Config Sync metrics

The page describes the OpenTelemetry metrics available to monitor your Config Sync resources.

Config Sync uses OpenCensus to create and record metrics and OpenTelemetry to export its metrics to Prometheus and Cloud Monitoring. You can export OpenTelemetry metrics to another monitoring system. The following guides explain how to export metrics:

OpenTelemetry metrics

Config Sync and the Resource Group Controller collect the following metrics with Opencensus and make them available through OpenTelemetry collector. The Tags column lists Config Sync specific tags that are applicable to each metric. Metrics with tags represent multiple measurements, one for each combination of tag values.

Config Sync metrics

The following metrics are available in all supported Anthos Config Management versions.
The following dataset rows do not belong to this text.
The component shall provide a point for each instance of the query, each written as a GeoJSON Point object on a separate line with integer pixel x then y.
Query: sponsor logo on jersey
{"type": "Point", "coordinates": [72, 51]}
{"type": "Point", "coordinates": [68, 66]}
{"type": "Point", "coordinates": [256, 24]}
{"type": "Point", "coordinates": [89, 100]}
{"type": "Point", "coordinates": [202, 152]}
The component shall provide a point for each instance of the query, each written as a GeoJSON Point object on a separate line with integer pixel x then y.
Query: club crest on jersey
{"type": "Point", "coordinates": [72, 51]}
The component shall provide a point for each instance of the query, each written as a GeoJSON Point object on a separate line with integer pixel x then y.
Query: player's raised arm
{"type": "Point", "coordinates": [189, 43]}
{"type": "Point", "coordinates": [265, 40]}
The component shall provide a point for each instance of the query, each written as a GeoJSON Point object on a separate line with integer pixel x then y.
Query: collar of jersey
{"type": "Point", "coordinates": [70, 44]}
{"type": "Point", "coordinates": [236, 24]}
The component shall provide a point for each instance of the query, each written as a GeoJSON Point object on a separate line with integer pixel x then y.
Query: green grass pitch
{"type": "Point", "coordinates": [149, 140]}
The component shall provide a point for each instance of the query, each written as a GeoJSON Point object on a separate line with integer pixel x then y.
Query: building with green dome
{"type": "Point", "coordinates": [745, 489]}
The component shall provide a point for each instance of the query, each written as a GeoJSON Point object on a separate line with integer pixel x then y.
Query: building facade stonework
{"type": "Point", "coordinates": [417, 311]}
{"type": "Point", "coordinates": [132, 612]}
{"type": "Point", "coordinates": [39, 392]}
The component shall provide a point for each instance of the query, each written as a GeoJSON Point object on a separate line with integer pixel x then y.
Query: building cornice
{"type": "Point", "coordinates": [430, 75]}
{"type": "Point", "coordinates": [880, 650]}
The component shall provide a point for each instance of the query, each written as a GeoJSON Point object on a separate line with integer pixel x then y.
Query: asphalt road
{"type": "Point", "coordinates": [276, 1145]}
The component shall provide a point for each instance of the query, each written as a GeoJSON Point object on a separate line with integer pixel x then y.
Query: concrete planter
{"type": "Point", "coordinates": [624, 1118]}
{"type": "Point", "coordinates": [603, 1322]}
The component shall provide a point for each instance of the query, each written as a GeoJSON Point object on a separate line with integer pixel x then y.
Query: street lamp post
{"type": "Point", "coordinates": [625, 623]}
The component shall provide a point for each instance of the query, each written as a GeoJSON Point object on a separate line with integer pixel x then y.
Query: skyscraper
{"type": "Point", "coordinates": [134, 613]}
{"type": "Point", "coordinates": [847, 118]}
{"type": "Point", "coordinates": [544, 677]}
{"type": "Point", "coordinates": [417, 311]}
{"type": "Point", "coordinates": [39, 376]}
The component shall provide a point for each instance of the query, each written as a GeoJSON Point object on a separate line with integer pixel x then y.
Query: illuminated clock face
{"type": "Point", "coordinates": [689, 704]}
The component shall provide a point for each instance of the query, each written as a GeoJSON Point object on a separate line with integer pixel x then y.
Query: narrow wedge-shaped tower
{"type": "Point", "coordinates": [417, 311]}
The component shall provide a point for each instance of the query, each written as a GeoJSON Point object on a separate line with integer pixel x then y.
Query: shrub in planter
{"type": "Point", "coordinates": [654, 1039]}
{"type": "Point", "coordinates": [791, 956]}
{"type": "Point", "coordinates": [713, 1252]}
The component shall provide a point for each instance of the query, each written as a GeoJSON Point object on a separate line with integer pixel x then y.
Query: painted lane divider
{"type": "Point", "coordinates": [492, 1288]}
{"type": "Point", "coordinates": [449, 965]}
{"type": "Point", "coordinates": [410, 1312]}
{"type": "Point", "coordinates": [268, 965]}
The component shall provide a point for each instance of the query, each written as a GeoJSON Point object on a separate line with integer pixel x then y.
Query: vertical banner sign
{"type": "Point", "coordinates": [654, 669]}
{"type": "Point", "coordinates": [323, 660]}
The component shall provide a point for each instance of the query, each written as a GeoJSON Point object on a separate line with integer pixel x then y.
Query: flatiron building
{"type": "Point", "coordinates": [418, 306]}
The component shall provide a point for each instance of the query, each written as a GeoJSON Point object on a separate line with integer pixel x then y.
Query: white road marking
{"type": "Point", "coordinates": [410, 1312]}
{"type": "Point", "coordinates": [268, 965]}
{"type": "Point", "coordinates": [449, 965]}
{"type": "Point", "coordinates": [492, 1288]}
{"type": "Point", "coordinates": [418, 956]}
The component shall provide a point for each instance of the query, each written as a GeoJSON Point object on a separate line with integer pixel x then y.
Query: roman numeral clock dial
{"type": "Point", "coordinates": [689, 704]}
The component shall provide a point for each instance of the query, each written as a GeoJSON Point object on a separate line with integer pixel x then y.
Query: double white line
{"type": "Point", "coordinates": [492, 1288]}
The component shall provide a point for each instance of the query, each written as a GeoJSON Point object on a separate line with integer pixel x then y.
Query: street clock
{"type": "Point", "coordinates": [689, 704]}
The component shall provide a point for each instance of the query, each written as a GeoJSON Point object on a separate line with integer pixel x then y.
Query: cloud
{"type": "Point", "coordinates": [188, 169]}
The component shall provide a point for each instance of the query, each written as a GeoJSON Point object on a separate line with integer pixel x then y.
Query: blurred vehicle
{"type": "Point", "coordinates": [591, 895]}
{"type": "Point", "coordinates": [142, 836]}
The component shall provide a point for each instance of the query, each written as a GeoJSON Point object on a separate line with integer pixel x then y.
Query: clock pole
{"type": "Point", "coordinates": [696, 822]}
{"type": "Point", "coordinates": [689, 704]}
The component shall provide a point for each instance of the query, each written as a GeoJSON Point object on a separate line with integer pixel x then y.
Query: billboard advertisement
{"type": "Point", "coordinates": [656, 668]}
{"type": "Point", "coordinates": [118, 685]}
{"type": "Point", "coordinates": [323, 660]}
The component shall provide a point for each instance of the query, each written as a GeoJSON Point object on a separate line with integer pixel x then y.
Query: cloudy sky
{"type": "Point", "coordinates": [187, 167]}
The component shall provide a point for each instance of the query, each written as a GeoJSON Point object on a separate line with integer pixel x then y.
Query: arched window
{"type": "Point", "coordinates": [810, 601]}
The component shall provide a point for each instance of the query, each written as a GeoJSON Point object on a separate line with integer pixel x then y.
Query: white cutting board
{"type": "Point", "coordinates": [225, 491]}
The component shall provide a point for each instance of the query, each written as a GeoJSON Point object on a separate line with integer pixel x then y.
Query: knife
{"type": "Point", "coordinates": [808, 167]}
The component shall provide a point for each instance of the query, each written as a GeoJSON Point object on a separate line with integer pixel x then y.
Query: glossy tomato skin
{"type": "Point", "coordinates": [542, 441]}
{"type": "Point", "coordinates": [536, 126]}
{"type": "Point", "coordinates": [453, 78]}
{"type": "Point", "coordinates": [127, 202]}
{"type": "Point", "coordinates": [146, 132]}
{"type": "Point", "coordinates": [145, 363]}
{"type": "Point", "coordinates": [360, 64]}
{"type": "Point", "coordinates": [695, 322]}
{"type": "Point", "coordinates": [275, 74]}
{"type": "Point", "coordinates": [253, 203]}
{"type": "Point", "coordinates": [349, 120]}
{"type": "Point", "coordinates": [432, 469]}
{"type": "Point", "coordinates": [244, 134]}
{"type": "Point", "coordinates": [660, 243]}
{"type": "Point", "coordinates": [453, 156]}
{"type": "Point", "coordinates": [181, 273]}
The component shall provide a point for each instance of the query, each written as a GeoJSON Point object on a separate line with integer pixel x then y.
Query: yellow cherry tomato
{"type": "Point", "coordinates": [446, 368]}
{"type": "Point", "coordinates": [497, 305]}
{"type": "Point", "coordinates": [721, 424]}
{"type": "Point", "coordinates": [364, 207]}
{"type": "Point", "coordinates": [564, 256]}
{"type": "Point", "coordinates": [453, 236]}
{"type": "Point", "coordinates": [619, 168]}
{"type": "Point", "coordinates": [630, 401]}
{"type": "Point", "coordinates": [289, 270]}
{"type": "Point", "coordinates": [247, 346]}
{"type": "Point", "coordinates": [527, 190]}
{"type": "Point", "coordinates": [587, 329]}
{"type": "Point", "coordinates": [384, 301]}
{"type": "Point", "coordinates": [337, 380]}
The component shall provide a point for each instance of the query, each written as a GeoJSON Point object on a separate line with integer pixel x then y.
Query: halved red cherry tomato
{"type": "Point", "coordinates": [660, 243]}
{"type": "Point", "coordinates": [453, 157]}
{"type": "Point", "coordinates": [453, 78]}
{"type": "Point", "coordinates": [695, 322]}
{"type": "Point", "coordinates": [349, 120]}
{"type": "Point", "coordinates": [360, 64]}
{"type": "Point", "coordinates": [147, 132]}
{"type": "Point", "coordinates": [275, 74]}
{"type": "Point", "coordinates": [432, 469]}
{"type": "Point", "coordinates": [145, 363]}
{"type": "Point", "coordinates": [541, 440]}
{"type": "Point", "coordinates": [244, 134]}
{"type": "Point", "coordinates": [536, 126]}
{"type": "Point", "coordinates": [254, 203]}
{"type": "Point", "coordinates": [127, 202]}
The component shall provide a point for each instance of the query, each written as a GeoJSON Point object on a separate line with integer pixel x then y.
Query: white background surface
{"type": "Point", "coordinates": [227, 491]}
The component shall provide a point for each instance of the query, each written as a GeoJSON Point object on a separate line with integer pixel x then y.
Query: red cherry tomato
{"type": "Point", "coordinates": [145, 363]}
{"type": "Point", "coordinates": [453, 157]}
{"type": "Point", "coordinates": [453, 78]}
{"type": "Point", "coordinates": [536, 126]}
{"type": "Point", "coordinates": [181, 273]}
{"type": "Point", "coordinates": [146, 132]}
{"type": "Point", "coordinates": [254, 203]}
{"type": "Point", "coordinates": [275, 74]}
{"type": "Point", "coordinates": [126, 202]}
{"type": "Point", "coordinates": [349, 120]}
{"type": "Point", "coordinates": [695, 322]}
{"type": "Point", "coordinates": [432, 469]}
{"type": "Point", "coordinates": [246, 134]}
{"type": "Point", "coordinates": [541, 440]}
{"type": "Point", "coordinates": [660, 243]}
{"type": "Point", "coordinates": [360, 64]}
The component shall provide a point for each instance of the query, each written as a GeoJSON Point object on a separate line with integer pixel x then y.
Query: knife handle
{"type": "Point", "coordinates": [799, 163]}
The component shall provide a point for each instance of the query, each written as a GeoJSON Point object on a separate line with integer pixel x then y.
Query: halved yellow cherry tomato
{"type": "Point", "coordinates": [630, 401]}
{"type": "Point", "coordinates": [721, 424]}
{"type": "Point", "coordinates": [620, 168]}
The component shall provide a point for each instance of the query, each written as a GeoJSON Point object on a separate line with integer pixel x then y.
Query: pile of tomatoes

Name Type Tags Description
api_duration_seconds Distribution operation, status The latency distribution of API server calls
apply_duration_seconds Distribution status The latency distribution of applying resources declared from source of truth to a cluster
apply_operations_total Count operation, status, controller The total number of operations that have been performed to sync resources from source of truth to a cluster
declared_resources Last Value The number of declared resources parsed from Git
internal_errors_total Count source The total number of internal errors encountered by Config Sync
last_sync_timestamp Last Value commit, status The timestamp of the most recent sync from Git
parser_duration_seconds Distribution status, trigger, source The latency distribution of different stages involved in syncing from source of truth to a cluster
pipeline_error_observed Last Value name, reconciler, component The status of RootSync and RepoSync custom resources. A value of 1 indicates a failure.
reconcile_duration_seconds Distribution status The latency distribution of reconcile events handled by the reconciler manager.
reconciler_errors Last Value component, errorclass The number of errors encountered while syncing resources from the source of the truth to a cluster.
remediate_duration_seconds Distribution status The latency distribution of remediator reconciliation events
resource_conflicts_total Count The total number of resource conflicts resulting from a mismatch between the cached resources and cluster resources
resource_fights_total Count The total number of resources that are being synced too frequently. Any result higher than zero indicates a problem. For more information, see KNV2005: ResourceFightWarning.

Resource Group Controller metrics

The Resource Group Controller is a component in Config Sync that keeps track of the managed resources and checks if each individual resource is ready or reconciled. The following metrics are available.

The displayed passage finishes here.